“Where is she now?”
Miss Smith glanced out at the darkening landscape, and then at her watch.
“I do not know; she’s very late. She’s given to wandering, but usually she is here before this time.”
“I saw her in town this afternoon,” said Mrs. Vanderpool.
“Zora? In town?” Miss Smith rose. “I’ll send her to you tomorrow,” she said quietly. Mrs. Vanderpool had hardly reached the Oaks before Miss Smith was driving toward town.
A small cabin on the town’s ragged fringe was crowded to suffocation. Within arose noisy shouts, loud songs, and raucous laughter; the scraping of a fiddle and whine of an accordion. Liquor began to appear and happy faces grew red-eyed and sodden as the dances whirled. At the edge of the orgy stood Zora, wild-eyed and bewildered, mad with the pain that gripped her heart and hammered in her head, crying in tune with the frenzied music—“the End—the End!”

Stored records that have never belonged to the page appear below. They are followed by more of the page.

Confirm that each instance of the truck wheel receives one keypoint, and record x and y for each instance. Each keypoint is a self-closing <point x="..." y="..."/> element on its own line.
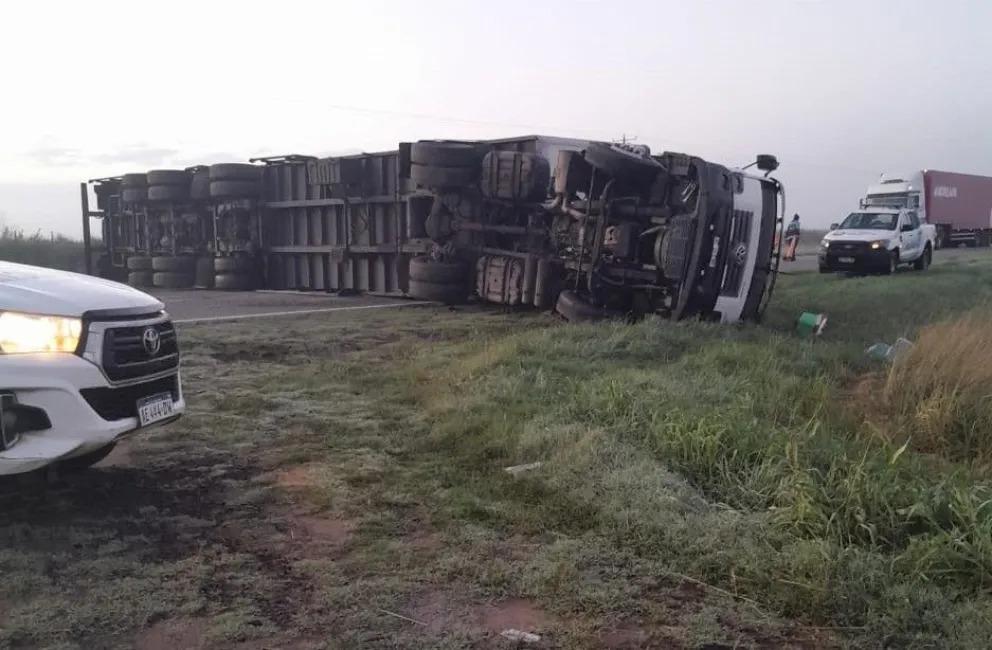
<point x="87" y="460"/>
<point x="235" y="172"/>
<point x="575" y="309"/>
<point x="443" y="177"/>
<point x="172" y="280"/>
<point x="140" y="278"/>
<point x="446" y="153"/>
<point x="234" y="264"/>
<point x="177" y="264"/>
<point x="428" y="270"/>
<point x="139" y="263"/>
<point x="445" y="292"/>
<point x="234" y="281"/>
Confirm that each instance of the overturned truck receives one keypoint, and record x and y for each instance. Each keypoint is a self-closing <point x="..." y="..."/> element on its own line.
<point x="592" y="229"/>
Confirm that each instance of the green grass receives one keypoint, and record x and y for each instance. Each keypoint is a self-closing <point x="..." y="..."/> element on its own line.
<point x="56" y="252"/>
<point x="699" y="484"/>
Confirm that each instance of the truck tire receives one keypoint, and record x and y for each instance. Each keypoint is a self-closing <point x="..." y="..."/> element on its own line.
<point x="234" y="264"/>
<point x="203" y="277"/>
<point x="576" y="310"/>
<point x="168" y="192"/>
<point x="172" y="280"/>
<point x="428" y="270"/>
<point x="167" y="177"/>
<point x="87" y="460"/>
<point x="235" y="172"/>
<point x="622" y="165"/>
<point x="134" y="194"/>
<point x="134" y="180"/>
<point x="139" y="263"/>
<point x="140" y="278"/>
<point x="446" y="153"/>
<point x="177" y="264"/>
<point x="234" y="281"/>
<point x="240" y="189"/>
<point x="444" y="292"/>
<point x="443" y="177"/>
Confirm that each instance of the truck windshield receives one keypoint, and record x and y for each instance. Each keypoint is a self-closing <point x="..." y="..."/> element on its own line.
<point x="887" y="200"/>
<point x="870" y="221"/>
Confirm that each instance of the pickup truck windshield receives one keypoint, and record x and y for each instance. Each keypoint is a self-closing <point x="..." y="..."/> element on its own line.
<point x="870" y="221"/>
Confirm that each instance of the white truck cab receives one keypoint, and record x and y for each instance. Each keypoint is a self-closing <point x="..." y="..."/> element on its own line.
<point x="878" y="239"/>
<point x="83" y="363"/>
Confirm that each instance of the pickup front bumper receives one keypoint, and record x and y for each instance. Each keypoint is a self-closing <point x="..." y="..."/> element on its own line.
<point x="854" y="259"/>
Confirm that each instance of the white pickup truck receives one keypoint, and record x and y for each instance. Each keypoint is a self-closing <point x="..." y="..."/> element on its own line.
<point x="878" y="240"/>
<point x="83" y="363"/>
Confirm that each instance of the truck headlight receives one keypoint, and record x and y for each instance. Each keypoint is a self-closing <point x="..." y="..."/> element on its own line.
<point x="22" y="333"/>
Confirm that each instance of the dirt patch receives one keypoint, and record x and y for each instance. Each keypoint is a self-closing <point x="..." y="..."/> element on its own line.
<point x="120" y="457"/>
<point x="515" y="613"/>
<point x="172" y="634"/>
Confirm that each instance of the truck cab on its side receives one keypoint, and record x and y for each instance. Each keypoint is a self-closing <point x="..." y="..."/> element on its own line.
<point x="878" y="240"/>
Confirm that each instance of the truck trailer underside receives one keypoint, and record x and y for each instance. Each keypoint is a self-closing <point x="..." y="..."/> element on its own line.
<point x="591" y="228"/>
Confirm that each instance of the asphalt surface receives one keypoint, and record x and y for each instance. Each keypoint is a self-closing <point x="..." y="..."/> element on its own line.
<point x="191" y="305"/>
<point x="805" y="263"/>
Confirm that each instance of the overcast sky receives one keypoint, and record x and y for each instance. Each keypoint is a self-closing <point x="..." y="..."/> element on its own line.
<point x="839" y="91"/>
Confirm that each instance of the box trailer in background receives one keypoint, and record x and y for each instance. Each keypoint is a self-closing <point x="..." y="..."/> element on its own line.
<point x="593" y="229"/>
<point x="959" y="205"/>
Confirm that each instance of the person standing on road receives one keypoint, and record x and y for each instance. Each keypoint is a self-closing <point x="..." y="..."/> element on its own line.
<point x="792" y="239"/>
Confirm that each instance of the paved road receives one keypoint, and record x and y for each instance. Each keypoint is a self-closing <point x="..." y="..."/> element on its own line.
<point x="204" y="306"/>
<point x="806" y="263"/>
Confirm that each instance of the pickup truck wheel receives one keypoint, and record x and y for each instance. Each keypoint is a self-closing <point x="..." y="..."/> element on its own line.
<point x="575" y="309"/>
<point x="79" y="463"/>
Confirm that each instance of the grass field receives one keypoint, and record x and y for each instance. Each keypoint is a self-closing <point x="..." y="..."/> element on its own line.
<point x="341" y="484"/>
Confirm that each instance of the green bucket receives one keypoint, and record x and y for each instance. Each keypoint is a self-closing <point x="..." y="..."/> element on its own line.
<point x="810" y="324"/>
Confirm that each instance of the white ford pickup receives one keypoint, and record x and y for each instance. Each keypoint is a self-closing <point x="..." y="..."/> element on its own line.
<point x="83" y="363"/>
<point x="878" y="240"/>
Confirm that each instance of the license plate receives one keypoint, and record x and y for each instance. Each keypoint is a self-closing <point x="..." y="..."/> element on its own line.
<point x="155" y="408"/>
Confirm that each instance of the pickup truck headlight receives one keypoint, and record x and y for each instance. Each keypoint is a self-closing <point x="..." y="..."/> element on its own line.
<point x="22" y="333"/>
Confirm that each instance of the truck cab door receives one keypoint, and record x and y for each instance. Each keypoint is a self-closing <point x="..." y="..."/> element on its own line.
<point x="910" y="237"/>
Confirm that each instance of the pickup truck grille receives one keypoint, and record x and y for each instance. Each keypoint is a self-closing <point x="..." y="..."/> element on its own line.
<point x="739" y="249"/>
<point x="119" y="403"/>
<point x="849" y="247"/>
<point x="127" y="355"/>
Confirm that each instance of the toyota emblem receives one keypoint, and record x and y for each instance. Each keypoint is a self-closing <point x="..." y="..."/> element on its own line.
<point x="151" y="340"/>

Abruptly she recognized a face despite the wreck and ruin of its beauty.
“Bertie!” she cried as she seized the mother of little Emma by the arm.

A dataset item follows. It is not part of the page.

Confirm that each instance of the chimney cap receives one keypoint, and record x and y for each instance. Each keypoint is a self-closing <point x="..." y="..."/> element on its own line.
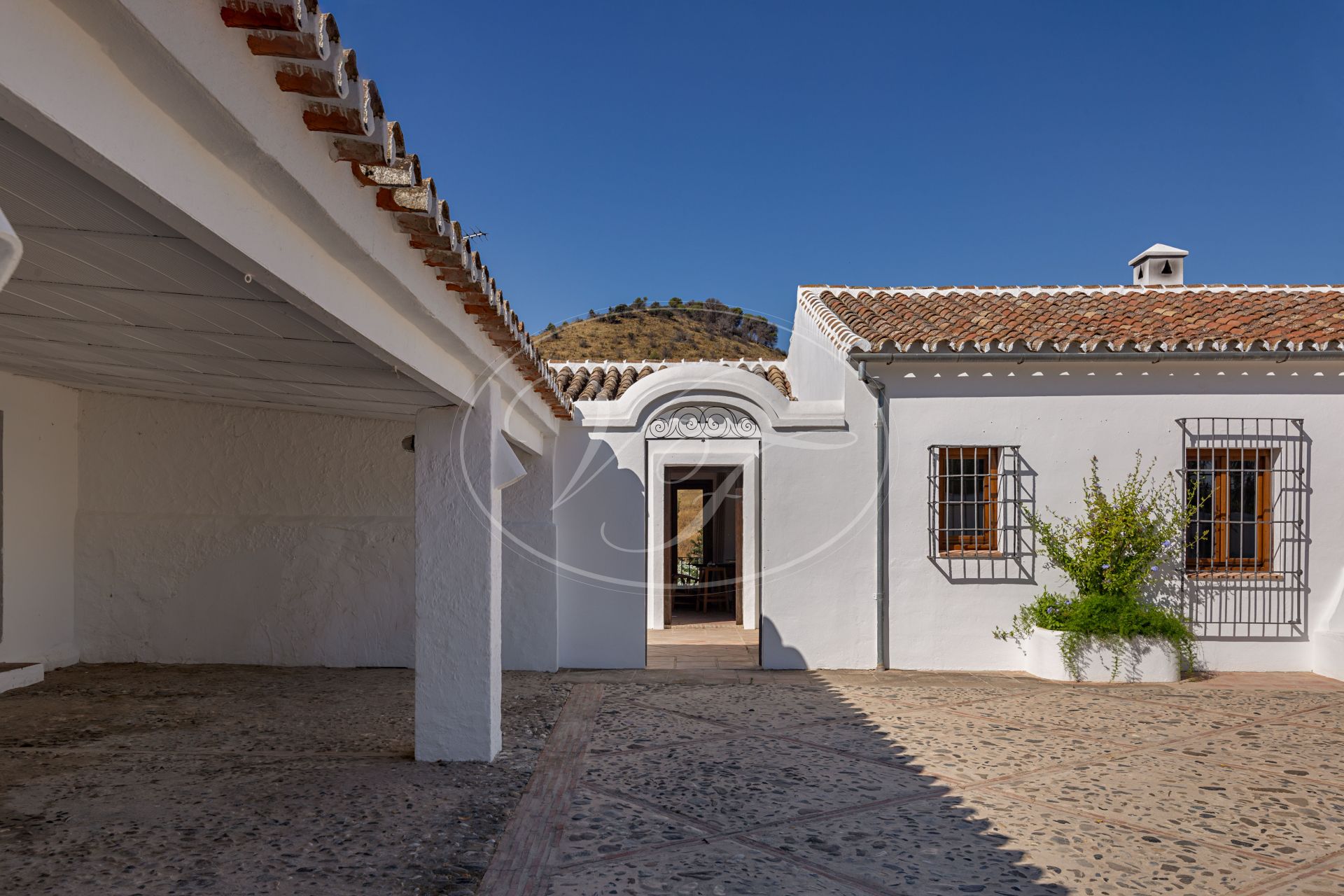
<point x="1158" y="250"/>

The woman staggered and offered her glass.
“Drink,” she cried, “drink and forget.”
In a moment Zora sprang forward and seized the burning liquid in both hands. A dozen hands clapped a devil’s tattoo. A score of voices yelled and laughed. The shriek of the music was drowned beneath the thunder of stamping feet. Men reeled to singing women’s arms, but above the roar rose the song of the voice of Zora—she glided to the middle of the room, standing tip-toed with skirts that curled and turned; she threw back her head, raised the liquor to her lips, paused and looked into the face of Miss Smith.
A silence fell like a lightning flash on the room as that white face peered in at the door. Slowly Zora’s hands fell and her eyes blinked as though waking from some awful dream. She staggered toward the woman’s outstretched arms....
Late that night the girl lay close in Miss Smith’s motherly embrace.
“I was going to hell!” she whispered, trembling.
“Why, Zora?” asked Miss Smith calmly.
“I couldn’t find the Way—and I wanted to forget.”